A recent coverage case from Illinois is a helpful reminder to policyholders that they should not take no for an answer when insurers deny a claim based on uninsurability, restitution, disgorgement, or fraud. In fact, those claims may be covered.

In Astellas US Holdings, LLC v. Starr Indemnity & Liability Co. et al., 2021 WL 4711503 (N.D. Ill. Oct. 8. 2021), the federal court found that a D&O insurer must cover–up to its full $10 million limit–a settlement of a Department of Justice investigation into alleged False Claims Act violations. The insurer had to provide coverage even though the settlement expressly described the payment as restitution. In rejecting the insurer’s argument that the settlement was an uninsurable restitution payment, the court found that “restitution” was merely a “label” to “identify the tax-deductible portion of the settlement” under the Tax Cuts and Jobs Act of 2017 and that the insurer could not show otherwise. Therefore, the court, declining to take a “form over substance” approach, found coverage.

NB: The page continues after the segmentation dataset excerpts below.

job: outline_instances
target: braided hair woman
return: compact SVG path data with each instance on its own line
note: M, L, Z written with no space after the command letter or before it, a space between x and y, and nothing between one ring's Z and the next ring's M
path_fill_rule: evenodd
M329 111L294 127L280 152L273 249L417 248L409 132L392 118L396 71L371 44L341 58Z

There are other myths that insurers try to invoke to deny coverage, which policyholders should be prepared to challenge. For example, many D&O policies exclude coverage for fraud, criminal conduct, or receipt of illegal gains only if there is a “final non-appealable adjudication,” allowing coverage for settlements and defense costs. Further, Delaware courts have relied on the final non-appealable adjudication language to reinforce the availability of coverage for claims of fraud, disgorgement, and restitution when insurers deny coverage. See, e.g., RSUI Indem. v. Murdock, (Del. Sup. 2021) (“[D]oes our State have a public policy against the insurability of losses occasioned by fraud as to vitiate parties’ freedom of contract…. [W]e hold that it does not.”).